Otomotif

Menilik Ketatnya Uji Keselamatan Mobil Changan di China

Advertisement

CHONGQING – Changan Automobile menunjukkan komitmennya dalam menghadirkan kendaraan dengan standar keselamatan tinggi melalui fasilitas uji tabrak canggih di Chongqing, China. Laboratorium uji tabrak ini, yang dikenal sebagai The Crash Test Laboratory for Changan Automobile, dirancang untuk memastikan perlindungan maksimal bagi pengemudi dan penumpang melalui serangkaian pengujian ekstrem pada setiap model kendaraan.

Ridjal Mulyadi, Head of Marketing Changan Indonesia, menjelaskan bahwa pembangunan fasilitas ini dimulai pada tahun 2011 dengan investasi yang signifikan, mencapai lebih dari Rp 500 miliar. “Investasinya sangat mahal di sini, untuk trek, lampu, kamera, dan lainnya. Kamera yang digunakan juga khusus,” ujar Ridjal kepada wartawan saat kunjungan, Senin (20/4/2026).

Pencahayaan khusus dan beragam sudut sorot menjadi krusial dalam proses uji coba ini. Hal ini dikarenakan penggunaan kamera berkecepatan tinggi yang memerlukan kondisi pencahayaan optimal untuk menangkap setiap detail pergerakan saat tabrakan terjadi.

Dalam pengembangan satu model mobil, Changan dilaporkan menggunakan sekitar 60 unit kendaraan untuk pengujian tabrak. Setiap mobil dapat digunakan untuk dua hingga tiga kali sesi uji coba. Ridjal menambahkan, total biaya yang dikeluarkan untuk pengujian tabrak ini bisa mencapai 1 juta yuan, atau sekitar Rp 2,5 miliar.

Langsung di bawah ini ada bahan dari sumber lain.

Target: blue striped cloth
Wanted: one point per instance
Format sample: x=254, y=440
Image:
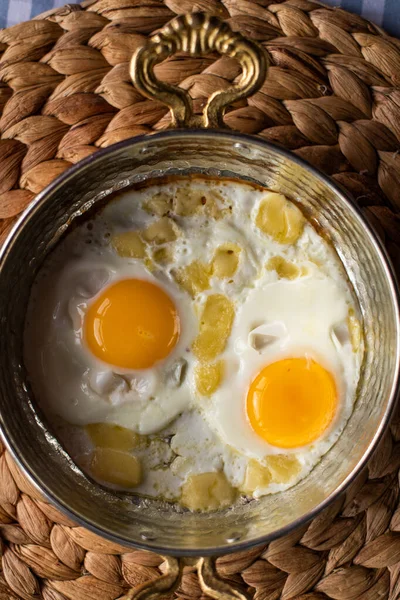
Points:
x=382, y=12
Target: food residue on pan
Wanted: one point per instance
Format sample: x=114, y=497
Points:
x=195, y=341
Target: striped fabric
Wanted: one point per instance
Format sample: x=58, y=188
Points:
x=382, y=12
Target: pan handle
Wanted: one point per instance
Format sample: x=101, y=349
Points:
x=210, y=583
x=198, y=34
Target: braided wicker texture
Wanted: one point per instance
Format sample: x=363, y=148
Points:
x=332, y=97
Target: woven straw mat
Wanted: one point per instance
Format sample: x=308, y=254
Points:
x=331, y=97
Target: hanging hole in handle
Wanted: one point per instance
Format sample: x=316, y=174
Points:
x=198, y=34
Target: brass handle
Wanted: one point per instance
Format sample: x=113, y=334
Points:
x=209, y=581
x=198, y=34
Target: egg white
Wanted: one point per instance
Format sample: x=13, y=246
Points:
x=191, y=434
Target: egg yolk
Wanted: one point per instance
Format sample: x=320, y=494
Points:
x=291, y=402
x=132, y=324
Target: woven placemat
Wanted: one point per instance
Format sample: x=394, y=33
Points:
x=332, y=98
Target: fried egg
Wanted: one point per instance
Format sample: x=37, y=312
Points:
x=196, y=341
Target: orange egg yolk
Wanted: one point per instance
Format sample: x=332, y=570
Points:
x=132, y=324
x=291, y=402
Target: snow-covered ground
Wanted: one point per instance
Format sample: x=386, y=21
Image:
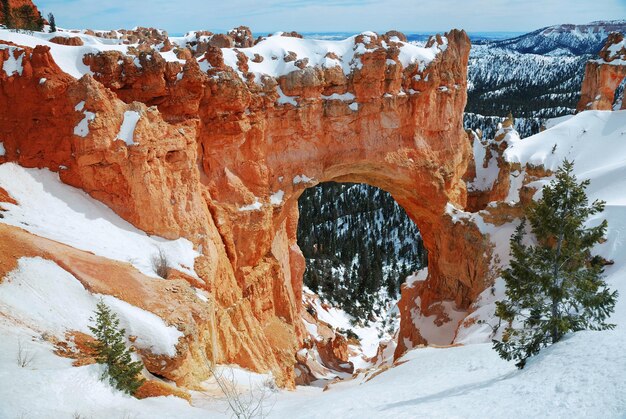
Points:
x=49, y=208
x=583, y=376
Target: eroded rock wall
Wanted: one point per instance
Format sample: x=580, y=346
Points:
x=604, y=75
x=220, y=155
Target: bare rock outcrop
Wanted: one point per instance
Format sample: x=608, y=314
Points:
x=221, y=153
x=604, y=75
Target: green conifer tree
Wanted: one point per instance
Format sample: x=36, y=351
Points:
x=7, y=12
x=554, y=286
x=111, y=350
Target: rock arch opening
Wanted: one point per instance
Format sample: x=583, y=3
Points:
x=223, y=157
x=359, y=246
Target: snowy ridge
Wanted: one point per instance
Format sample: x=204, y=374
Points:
x=280, y=54
x=565, y=39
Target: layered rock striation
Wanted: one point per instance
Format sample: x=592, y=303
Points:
x=604, y=75
x=216, y=145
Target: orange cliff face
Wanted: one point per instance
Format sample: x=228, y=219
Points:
x=221, y=153
x=604, y=75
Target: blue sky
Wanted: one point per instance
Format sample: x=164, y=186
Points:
x=331, y=15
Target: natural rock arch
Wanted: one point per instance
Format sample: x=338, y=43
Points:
x=221, y=156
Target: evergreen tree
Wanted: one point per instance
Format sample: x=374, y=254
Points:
x=111, y=350
x=554, y=286
x=52, y=22
x=7, y=12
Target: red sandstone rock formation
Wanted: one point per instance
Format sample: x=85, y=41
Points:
x=221, y=160
x=603, y=76
x=67, y=40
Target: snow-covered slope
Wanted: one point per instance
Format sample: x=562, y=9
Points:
x=51, y=209
x=565, y=39
x=582, y=376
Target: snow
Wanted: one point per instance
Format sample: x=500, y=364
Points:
x=152, y=333
x=485, y=176
x=49, y=208
x=301, y=179
x=82, y=129
x=127, y=130
x=284, y=99
x=318, y=52
x=346, y=97
x=70, y=58
x=568, y=379
x=26, y=294
x=13, y=65
x=435, y=329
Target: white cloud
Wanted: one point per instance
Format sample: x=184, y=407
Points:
x=331, y=15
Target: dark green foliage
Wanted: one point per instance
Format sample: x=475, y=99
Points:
x=357, y=241
x=555, y=286
x=7, y=13
x=30, y=20
x=52, y=22
x=111, y=350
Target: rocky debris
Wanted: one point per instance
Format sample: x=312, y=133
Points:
x=221, y=158
x=73, y=41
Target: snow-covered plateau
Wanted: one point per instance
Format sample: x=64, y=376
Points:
x=582, y=376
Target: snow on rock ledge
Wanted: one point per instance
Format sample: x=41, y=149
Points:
x=27, y=293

Selain kendaraan, fasilitas ini juga dilengkapi dengan crash test dummy (boneka uji tabrak) yang dirancang khusus. Boneka-boneka ini dilengkapi berbagai sensor untuk merekam secara akurat dampak kecelakaan terhadap tubuh pengendara atau penumpang. Changan menginvestasikan dana besar untuk mendapatkan data medis dan fisik yang presisi dari boneka uji ini. Pasca setiap sesi uji coba, setiap boneka menjalani kalibrasi dan perbaikan intensif untuk menjaga akurasi data pada pengujian selanjutnya.

Advertisement

Proses Uji Coba yang Disaksikan

Dalam sesi uji tabrak yang disaksikan, model Deepal S07 menjadi objek pengujian. Skenario yang dilakukan adalah tabrakan depan dengan objek uji yang memiliki kemiringan 30 derajat, sementara kecepatan mobil diatur pada 30 km/jam.

Tujuan utama dari pengujian masif ini adalah untuk memastikan bahwa sistem kantung udara (airbag) mengembang dengan sempurna. Hal ini diharapkan dapat meminimalkan risiko cedera fatal bagi penumpang, berdasarkan analisis data yang dikumpulkan dari sensor pada crash test dummy.

Lebih lanjut, uji tabrak ini juga dilakukan untuk memenuhi dan bahkan melampaui regulasi keselamatan internasional. Upaya ini bertujuan untuk memperkuat posisi Deepal di pasar global, menunjukkan kapabilitas dan komitmen Changan terhadap standar keselamatan tertinggi.